I went back to Chopin. I could almost say I took him up for the first time, because I had hated him so much for so many years. Aside from a few moments of Romantic absentmindedness in my youth, I’ve always loathed Chopin. And I went back to him thanks to Samson François, a guy I’ve never been able to listen to either before now, because of his name. Samson, okay, but François! Samson Apfelbaum, absolutely, but not Samson François. Stuck in traffic, I turn on classical radio: “Nocturne.” I leave it on. It’s beautiful. Here you are, sinking back down to Chopin in your old age, bravo, I say to myself. Who’s the pianist? Samson François. Yet another surrender. What do you want, I don’t care that much anymore.

Your sister who is intent on my achieving cultivation asked me if I’d been to the Picasso museum. I told her that not only had I never gone to the Picasso museum but I never would go to the Picasso museum. There’s too much enthusiasm about him, I said. I hate the enthusiasm of the masses for
beauty.
Generally speaking, all these people who haunt exhibitions and plod around for hours on end revolt me. Your sister, who’s never had a trace of humor or detachment and hasn’t acquired them from her husband either, though I forgive him because he’s a pharmacist and at least I can discuss medicines with him, shrugs her shoulders and asks me with secret sorrow how I spend my days. I think, I tell her, about the absurdity of human effort. You educate people and when you’re finally coming down the home stretch what you have to listen to is them proselytizing for literature and the Picasso museum.
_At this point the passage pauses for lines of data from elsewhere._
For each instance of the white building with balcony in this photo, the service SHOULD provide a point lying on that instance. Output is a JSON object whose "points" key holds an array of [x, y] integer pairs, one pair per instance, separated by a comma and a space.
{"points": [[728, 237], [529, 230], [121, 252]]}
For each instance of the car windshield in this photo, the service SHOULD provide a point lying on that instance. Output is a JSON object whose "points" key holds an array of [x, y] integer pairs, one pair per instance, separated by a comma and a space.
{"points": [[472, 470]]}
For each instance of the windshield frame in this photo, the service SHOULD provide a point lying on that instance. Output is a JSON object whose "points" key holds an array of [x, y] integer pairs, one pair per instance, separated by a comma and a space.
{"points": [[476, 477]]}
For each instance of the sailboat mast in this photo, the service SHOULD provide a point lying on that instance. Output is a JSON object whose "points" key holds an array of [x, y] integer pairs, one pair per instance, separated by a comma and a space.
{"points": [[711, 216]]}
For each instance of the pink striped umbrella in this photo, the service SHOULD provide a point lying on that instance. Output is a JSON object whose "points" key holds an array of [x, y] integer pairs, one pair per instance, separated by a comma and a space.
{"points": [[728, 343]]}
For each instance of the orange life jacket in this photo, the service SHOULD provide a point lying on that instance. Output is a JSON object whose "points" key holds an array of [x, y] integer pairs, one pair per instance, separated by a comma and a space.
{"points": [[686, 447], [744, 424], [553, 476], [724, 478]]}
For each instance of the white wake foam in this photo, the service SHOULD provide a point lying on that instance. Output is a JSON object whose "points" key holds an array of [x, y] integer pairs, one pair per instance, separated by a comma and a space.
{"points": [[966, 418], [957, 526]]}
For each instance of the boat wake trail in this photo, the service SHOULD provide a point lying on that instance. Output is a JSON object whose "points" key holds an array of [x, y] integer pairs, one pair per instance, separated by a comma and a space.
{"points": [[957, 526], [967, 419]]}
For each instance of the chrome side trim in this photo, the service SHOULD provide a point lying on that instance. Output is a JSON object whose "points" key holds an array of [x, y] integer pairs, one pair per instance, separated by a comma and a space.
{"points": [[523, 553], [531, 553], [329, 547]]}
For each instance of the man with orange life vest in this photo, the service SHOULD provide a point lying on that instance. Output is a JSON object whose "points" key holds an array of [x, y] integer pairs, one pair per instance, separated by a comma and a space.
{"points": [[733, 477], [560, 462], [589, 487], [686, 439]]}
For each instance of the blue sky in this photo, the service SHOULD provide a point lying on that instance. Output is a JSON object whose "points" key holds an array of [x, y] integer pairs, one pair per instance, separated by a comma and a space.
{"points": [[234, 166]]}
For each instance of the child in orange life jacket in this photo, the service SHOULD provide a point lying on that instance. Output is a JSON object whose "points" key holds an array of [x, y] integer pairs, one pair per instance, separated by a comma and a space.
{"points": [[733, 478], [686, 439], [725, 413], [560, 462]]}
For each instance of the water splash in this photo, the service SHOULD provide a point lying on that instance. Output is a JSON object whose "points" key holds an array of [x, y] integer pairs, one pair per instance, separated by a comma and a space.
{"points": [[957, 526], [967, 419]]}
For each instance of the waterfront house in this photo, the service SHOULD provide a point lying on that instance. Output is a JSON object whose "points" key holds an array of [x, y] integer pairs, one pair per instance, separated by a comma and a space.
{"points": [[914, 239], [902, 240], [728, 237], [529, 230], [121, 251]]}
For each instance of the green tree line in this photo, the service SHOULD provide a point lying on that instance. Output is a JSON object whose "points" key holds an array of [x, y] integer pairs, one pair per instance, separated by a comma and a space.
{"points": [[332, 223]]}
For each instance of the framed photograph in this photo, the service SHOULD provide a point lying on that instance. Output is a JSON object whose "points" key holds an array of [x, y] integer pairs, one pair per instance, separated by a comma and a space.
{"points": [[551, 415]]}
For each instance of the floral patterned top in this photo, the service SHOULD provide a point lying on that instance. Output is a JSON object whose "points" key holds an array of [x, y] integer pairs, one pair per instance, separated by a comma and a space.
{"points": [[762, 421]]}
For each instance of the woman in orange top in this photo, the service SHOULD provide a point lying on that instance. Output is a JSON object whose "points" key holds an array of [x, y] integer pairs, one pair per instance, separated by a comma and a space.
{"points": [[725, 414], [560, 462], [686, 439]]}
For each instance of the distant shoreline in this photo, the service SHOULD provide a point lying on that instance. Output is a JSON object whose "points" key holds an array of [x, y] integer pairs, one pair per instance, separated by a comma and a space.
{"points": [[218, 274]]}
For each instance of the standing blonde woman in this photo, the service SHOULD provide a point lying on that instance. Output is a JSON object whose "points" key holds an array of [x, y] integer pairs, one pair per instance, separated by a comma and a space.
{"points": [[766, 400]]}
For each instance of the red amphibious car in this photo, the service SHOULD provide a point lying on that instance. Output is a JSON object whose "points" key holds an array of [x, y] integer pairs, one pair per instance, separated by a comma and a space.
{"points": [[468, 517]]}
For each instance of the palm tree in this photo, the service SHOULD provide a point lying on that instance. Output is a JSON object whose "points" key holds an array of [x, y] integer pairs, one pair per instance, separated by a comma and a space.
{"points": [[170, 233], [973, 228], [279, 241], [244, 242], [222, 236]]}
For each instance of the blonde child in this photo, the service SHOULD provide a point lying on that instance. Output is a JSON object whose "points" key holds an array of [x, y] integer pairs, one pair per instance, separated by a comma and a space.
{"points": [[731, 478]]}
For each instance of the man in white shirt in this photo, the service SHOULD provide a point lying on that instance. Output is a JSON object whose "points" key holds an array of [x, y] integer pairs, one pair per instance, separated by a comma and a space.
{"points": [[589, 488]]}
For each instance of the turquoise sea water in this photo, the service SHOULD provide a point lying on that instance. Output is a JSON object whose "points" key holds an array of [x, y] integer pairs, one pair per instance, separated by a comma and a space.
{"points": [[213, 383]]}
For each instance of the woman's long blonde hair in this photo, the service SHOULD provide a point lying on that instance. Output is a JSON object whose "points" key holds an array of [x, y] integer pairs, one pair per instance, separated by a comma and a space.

That’s how I spend my days, I tell her emphatically, in these sorts of meditations. “You’re interested in politics,” says Nancy. “He’s always very interested in politics,” says poor Nancy, making nice, because my being described as
dense
has upset her and she’s not trying to come to my assistance but she does want to rehabilitate herself as a wife. “You’re mistaken, dear,” I’m obliged to correct her. “I’m interested in events around the planet the way Lionel watches cars and people passing from his window. Which is to say indifferent to everything except the movement.” Lumping them together, what never changes about these women is that they never believe me. They take everything I say as a series of pathetic and inappropriate poses. Which encourages me to the worst extremes. I think that by the end of the day, I’ve asserted, talking about Jerome—oh, yes, Jerome, there’s another example, yes, he’s my grandson but after all he’s only two and a half and sometimes I call him Jeremy or Thomas, which doesn’t mean a thing, I hear perfectly well but I just don’t hang on to Jerome as his name, your sister takes this as an unforgivable provocation, she doesn’t imagine for a second that I could have forgotten the child’s name—so, talking about Jerome, I’ve said what I think, following on from what had become an extended conversation, which is that I’d prefer him to become a tyrant rather than some card-carrying union faggot. Sounds of horrified clucking, and then to close off any recurrence of Dacimiento as a subject of discussion, I state that the only worthwhile system is feudalism, which had the merit of producing either midgets who kept their mouths shut—and didn’t go around driving us nuts with the Picasso museum and other cultural flab—or knights and revolutionaries, epic types who wielded the sword and the lance. These days we get placards and balloons and women like you who sing. Me personally, I said again, I prefer people screaming and out for blood, waving pikes. At least they make an impression. “Does getting old involve becoming a caricature of yourself?” your sister interjects to show off her cunning and demonstrate that she’s my equal by insulting me. A few years ago I would have slapped her for less. What do you know about aging, you poor creature, how do you even dare use the word after having the complacency to add to humanity by producing a supplementary Jerome. “Getting old,” I said with some restraint, “means to be done with compassion.”